Pelapor Dugaan Penipuan Lapak Pasar Laron, Alun-Alun Kota Batu Bertambah

Rori Dinanda Bestari • Dipublikasikan Jumat, 4 September 2026 | 17:05 WIB
TERUS DISELIDIKI: Lapak di Pasar Kuliner Alun-Alun Kota Batu masih sepi dan belum beroperasi beberapa waktu lalu. (RORI DINANDA BESTARI/RADAR BATU)
TERUS DISELIDIKI: Lapak di Pasar Kuliner Alun-Alun Kota Batu masih sepi dan belum beroperasi beberapa waktu lalu. (RORI DINANDA BESTARI/RADAR BATU)

BATU, RADAR BATU - Laporan dugaan penipuan dan penggelapan jual beli lapak Pedagang Kaki Lima (PKL) di Pasar Laron, Alun-Alun Kota Batu, bertambah. Dua pedagang kembali melapor ke Polres Batu pada Rabu lalu (2/9). Kini total pelapor resmi mencapai tiga orang.

Kasat Reskrim Polres Batu Ajun Komisaris Polisi (AKP) Zaenal Arifin membenarkan adanya laporan tambahan tersebut. Dia mengaku laporan masih didalami penyidik. “Iya, ada tambahan laporan masuk. Saat ini sedang didalami penyidik,” ungkap Zaenal.

Dua pelapor baru tersebut datang ke Mapolres Batu didampingi penasihat hukum Bagas Dwi Wicaksono. Sebelumnya, pelapor pertama berinisial D telah melayangkan laporan pada pertengahan Juli. Pihak D juga menjalani pemeriksaan awal pada Agustus.

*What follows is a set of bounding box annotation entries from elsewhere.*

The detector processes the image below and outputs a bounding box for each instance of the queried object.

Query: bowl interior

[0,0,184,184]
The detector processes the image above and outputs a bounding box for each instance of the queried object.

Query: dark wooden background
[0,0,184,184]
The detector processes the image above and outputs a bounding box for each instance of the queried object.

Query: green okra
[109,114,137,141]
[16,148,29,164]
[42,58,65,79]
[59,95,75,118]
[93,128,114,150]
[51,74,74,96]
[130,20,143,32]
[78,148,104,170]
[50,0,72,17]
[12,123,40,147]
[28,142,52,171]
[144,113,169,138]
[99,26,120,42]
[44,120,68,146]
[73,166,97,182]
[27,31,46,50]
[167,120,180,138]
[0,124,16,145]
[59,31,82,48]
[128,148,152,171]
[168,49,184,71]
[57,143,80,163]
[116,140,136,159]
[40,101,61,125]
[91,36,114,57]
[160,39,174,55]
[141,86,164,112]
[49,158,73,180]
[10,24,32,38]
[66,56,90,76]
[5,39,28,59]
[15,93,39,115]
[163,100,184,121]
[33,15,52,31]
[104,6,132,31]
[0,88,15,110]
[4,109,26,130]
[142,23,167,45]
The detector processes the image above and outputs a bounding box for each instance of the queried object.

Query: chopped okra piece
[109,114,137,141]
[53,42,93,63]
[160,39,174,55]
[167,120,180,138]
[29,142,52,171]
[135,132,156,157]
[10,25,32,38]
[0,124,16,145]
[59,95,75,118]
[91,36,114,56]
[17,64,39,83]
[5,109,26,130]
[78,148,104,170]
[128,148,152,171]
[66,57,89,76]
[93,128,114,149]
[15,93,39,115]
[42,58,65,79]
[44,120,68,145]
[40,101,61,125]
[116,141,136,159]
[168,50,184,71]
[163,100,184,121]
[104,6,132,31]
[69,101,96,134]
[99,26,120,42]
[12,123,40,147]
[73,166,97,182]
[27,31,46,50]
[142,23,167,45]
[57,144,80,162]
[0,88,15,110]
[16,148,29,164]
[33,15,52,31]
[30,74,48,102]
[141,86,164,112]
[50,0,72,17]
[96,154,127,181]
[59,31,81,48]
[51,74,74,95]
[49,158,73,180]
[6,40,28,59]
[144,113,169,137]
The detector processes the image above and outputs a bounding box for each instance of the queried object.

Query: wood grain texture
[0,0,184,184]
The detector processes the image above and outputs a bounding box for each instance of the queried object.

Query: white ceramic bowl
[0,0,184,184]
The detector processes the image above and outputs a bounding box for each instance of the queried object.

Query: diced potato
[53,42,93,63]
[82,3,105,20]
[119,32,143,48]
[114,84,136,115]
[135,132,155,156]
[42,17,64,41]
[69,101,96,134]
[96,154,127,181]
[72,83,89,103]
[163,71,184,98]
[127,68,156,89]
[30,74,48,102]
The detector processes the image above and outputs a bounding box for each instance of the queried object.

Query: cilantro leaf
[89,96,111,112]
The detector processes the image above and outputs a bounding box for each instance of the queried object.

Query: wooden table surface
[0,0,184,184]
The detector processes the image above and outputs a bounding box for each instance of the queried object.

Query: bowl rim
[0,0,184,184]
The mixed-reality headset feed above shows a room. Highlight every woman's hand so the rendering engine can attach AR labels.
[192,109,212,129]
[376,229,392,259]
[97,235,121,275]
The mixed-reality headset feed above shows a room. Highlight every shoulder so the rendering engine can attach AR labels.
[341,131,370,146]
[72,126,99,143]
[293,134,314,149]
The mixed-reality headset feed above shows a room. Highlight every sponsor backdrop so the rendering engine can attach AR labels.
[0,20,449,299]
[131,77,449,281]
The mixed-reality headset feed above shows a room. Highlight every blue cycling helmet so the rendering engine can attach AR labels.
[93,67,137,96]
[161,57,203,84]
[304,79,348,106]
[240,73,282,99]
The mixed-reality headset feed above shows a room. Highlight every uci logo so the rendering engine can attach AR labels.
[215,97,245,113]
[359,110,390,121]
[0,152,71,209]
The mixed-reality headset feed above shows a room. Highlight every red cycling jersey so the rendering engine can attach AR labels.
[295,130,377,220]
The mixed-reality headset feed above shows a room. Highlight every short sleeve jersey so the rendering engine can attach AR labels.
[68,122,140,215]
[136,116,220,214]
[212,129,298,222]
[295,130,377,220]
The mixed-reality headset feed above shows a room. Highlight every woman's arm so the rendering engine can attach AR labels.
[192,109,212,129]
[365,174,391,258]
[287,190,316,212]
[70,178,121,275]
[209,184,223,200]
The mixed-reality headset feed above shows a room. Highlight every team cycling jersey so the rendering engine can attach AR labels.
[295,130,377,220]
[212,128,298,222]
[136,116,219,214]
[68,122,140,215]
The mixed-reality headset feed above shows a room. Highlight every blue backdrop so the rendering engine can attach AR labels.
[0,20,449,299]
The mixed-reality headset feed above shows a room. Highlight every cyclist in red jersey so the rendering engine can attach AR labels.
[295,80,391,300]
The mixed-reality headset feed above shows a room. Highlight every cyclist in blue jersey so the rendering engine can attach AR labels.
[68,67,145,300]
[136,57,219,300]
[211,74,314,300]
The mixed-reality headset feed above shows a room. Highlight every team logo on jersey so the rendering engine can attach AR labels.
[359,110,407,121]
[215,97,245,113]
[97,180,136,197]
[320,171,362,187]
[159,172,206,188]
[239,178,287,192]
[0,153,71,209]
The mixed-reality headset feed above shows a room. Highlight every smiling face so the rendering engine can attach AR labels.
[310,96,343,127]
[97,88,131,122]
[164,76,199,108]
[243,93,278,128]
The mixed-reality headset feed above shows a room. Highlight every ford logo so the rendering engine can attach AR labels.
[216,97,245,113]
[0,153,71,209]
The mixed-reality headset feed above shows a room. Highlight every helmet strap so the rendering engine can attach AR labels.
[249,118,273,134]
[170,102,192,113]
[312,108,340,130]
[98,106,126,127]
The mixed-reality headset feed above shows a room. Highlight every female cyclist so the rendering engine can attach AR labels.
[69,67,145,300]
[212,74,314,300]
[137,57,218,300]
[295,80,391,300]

Baca Juga: Prediksi Cuaca Kota Batu Hari Ini, 4 September 2026. Pagi Berkabut dan Malam Berpotensi Hujan Ringan - Radar Batu

Bagas mengatakan, para korban tertarik karena terlapor menawarkan lapak di kawasan Alun-Alun Kota Batu yang ramai pengunjung. Kondisi tersebut dimanfaatkan untuk meyakinkan calon korban. “Jadi pelaku ini memanfaatkan kondisi pengunjung Alun-Alun yang ramai untuk ditawarkan kepada korban,” jelas Bagas.

Pada salah satu kasus, terlapor bahkan mendatangi rumah korban bersama seorang rekannya. Mereka menawarkan slot stan PKL strategis dengan harga Rp 10 juta. Setelah uang diserahkan, baik secara tunai maupun transfer bank, lapak yang dijanjikan tidak kunjung terealisasi.

Total kerugian materiil dari tiga pelapor diperkirakan mencapai belasan hingga puluhan juta rupiah. Lapak Pasar Laron sendiri berada di kawasan fasilitas umum (fasum) milik Pemkot Batu. Kasus itu kini masih dalam tahap penyelidikan. Polisi mendalami laporan tambahan untuk mengetahui rangkaian transaksi dan dugaan keterlibatan pihak yang sama.